I found an old book recently in a used bookstore (sometimes these stores are our society's most priceless of jewels). Published in 1941, the book is called The American Citizens Handbook.
The book's author quotes William J. Hutchins' 1916 text, "The Code of the Good American." His words remind the reader not to injure another, whether in word or in deed. I found his "ink blobs" fascinating ... and sobering, an almost literary analysis of a gentler time.
And here was the thought that struck me upon reading his words (included below): How far have we strayed as a culture, in the nearly 100 years since he first fashioned his publication?
I must admit, Mr. Hutchins' words saddened me. For against them, the backdrop of our society intensified his society's own gentility. Oh, that we would capture that society's expressions and make them our own.
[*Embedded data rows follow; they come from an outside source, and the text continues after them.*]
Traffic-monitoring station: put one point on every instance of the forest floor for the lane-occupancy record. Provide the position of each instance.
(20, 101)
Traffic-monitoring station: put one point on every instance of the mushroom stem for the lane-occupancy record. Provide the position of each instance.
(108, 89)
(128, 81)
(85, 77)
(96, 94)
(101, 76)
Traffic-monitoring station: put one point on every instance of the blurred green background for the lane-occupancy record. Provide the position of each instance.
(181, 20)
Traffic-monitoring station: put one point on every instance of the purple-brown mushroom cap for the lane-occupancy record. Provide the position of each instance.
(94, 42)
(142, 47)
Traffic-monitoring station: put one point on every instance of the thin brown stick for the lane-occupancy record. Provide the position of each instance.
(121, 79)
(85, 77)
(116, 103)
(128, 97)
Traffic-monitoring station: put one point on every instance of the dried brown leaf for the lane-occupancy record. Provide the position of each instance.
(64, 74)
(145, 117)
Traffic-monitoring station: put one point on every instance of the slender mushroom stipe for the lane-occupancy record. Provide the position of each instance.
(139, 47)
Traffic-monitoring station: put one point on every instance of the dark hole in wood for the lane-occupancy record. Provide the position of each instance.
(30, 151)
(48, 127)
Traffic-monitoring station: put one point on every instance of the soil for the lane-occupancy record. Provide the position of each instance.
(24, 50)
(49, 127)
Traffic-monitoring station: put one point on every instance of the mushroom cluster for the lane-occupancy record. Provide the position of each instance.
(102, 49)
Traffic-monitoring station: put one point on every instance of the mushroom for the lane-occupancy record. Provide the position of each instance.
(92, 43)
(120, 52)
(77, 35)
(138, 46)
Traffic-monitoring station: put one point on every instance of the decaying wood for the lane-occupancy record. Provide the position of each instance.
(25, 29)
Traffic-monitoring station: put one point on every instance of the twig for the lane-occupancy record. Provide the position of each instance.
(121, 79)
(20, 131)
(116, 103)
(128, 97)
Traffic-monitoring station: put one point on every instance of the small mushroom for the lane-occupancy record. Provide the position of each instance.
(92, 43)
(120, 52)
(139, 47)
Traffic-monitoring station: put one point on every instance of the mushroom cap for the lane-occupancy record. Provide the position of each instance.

What a better world that would be.
Here are his words:
THE LAW OF SELFCONTROL
"The Good American Controls Himself. "Those who best control themselves can best serve their country.
- "I will control my tongue, and will not allow it to speak mean, vulgar, or profane words. I will think before I speak. I will tell the truth and nothing but the truth.
- "I will control my temper, and will not get angry when people or things displease me. Even when indignant against wrong and contradicting falsehood, I will keep my selfcontrol.
- "I will control my thoughts, and will not allow a foolish wish to spoil a wise purpose.
- "I will control my actions. I will be careful and thrifty, and insist on doing right.
- "I will not ridicule nor defile the character of another; I will keep my self respect, and help others to keep theirs."
That kind of says it all, doesn't it? Again, as writers, are we aware that our words capture more than simple thought as we write them? They contain nuances of mood and lifestyle, veritable snapshots of our day. Ah, the power of the written word.